天井桟敷日記

「天井桟敷からの風景」姉妹版

映画「ワレサ 連帯の男」ワイダ


ストーリー |【公式サイト】『ワレサ-連帯の男-』

ワイダ監督はワレサに敬意をこめながらも、彼を英雄としては描いていない。
気高く、家族思いであるとともに、ユーモアがあり、弱くて傲慢でもある複雑な性格を持つ人物として描いている。
また彼の英雄的行動の背景には妻ダヌタの存在があったことを、とりわけ大切に描いている。
そこにはワイダ監督夫妻の体験も重ねているようだ。

 力作だった。クライマックスはノーベル平和賞受賞、でもワレサは授賞式に出られなくて(「出国したら帰国できなくなる」)代理で妻が出席。妻の帰国時には全裸の身体検査(尻の穴まで調べられた)。

このノーベル賞受賞の前のヤマが戒厳令ワレサ拘禁。歴史を復習すると

ソ連・東欧社会主義の解体……から転載。

1981年 このようなポーランドの自由化の動きを警戒したソ連の圧力が強まる。ポーランドでは体制強化のため、ヤルゼルスキ国防省が首相を兼任、連帯の運動を抑圧する。抵抗する連帯側にも強硬派が台頭、対立が激化。ついに12月、ヤルゼルスキ首相は戒厳令を敷き、連帯の活動家を逮捕、弾圧に踏み切った。ヤルゼルスキは「救国軍事評議会議長」として権力を集中させる一方、一定の経済自由化を推進し、複数政党による選挙なども認めるなど「上からの民主化」をはかり、ワレサも釈放して懐柔に務めた。
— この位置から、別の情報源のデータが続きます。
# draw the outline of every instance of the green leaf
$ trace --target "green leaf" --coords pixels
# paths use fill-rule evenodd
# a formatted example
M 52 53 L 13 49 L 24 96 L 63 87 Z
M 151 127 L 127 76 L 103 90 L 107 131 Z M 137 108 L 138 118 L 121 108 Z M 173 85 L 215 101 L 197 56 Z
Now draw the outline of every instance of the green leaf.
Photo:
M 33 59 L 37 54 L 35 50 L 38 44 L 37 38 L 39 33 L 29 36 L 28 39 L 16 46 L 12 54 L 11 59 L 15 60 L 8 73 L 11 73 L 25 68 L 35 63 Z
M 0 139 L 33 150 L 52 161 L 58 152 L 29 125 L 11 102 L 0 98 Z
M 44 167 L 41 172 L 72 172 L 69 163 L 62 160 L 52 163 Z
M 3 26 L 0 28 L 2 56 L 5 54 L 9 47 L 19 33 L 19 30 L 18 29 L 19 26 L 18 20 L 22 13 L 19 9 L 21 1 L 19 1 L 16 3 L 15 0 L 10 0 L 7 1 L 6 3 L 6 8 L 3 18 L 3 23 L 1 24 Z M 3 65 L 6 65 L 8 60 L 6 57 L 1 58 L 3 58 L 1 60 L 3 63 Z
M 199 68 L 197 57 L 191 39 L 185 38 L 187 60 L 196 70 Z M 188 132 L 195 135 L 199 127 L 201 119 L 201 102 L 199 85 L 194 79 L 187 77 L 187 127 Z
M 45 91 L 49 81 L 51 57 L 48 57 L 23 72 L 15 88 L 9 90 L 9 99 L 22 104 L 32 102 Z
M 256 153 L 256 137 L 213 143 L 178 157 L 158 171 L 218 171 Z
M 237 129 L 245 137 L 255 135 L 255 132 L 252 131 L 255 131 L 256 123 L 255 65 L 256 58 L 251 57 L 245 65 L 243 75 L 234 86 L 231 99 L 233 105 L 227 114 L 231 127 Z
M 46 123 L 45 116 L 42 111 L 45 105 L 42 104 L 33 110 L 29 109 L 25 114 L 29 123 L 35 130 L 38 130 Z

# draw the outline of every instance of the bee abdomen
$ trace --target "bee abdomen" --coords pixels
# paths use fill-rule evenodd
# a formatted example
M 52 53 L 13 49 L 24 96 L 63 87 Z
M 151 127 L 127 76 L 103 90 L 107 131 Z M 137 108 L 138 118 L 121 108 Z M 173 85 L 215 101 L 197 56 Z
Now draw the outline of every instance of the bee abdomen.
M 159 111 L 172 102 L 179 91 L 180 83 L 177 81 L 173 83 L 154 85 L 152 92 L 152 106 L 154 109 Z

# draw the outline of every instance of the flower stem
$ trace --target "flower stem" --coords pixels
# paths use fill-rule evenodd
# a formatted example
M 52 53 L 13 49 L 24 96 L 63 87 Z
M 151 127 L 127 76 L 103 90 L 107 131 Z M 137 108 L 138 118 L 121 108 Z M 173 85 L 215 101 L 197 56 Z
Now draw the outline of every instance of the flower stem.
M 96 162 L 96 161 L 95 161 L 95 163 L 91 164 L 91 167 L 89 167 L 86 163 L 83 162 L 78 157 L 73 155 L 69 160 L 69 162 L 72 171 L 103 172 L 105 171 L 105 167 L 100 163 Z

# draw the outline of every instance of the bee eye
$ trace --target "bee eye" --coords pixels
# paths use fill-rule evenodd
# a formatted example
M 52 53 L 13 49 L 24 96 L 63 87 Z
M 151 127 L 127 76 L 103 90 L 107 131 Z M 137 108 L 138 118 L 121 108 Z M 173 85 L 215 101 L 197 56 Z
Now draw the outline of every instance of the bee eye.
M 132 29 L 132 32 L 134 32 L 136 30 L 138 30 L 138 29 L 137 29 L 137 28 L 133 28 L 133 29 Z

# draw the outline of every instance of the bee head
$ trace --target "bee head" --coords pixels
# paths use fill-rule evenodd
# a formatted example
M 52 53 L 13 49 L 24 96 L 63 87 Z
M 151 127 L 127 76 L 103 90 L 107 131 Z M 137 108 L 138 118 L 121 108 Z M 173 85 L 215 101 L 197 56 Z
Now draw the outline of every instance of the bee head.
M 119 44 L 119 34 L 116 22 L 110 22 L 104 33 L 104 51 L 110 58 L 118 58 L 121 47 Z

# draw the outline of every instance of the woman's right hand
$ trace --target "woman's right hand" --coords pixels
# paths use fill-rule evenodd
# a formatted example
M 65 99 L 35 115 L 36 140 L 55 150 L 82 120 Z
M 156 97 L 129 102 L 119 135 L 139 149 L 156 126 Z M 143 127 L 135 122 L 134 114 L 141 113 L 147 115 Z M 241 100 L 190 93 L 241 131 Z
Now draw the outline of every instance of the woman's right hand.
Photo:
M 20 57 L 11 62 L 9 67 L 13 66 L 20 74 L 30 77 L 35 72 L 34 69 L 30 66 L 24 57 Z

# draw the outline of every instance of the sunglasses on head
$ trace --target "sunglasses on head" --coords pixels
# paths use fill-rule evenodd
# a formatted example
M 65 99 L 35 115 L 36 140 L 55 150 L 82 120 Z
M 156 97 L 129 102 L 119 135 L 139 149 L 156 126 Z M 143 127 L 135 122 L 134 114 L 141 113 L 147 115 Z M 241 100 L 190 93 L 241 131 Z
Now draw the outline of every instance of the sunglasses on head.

映画ではブレジネフの死がワレサ釈放につながったように描かれていた。


平凡な労働者が共産政権を倒した:ワイダ監督のポーランド映画『ワレサ 連帯の男』を観る|自費出版のリブパブリのブログ

ワレサも、党幹部の使う保養所のような場所で優雅な拘束を受ける。公安からは、転向を働きかけられるが、突っぱね続ける。外では、連帯の活動は、ヨハネ・パウロ2世と世界の知識人たちの精神的支持でなお続けられていた。
 転機は、82年11月10日のブレジネフの死であった。ブレジネフの死で、ヤルゼルスキはソ連に気兼ねをすることもなくなった。翌日、ワレサは釈放される。同年末、連帯の要求どおり戒厳令は撤廃される。このあたり、ヤルゼルスキは現実感覚を持ち合わせた非凡な共産党指導者だったと言える。

 ブレジネフの死とワレサ釈放がこのようにストレートにつながっていたかどうか、バチカンの働きかけもあったようだが、それはともかく一見に値する力作。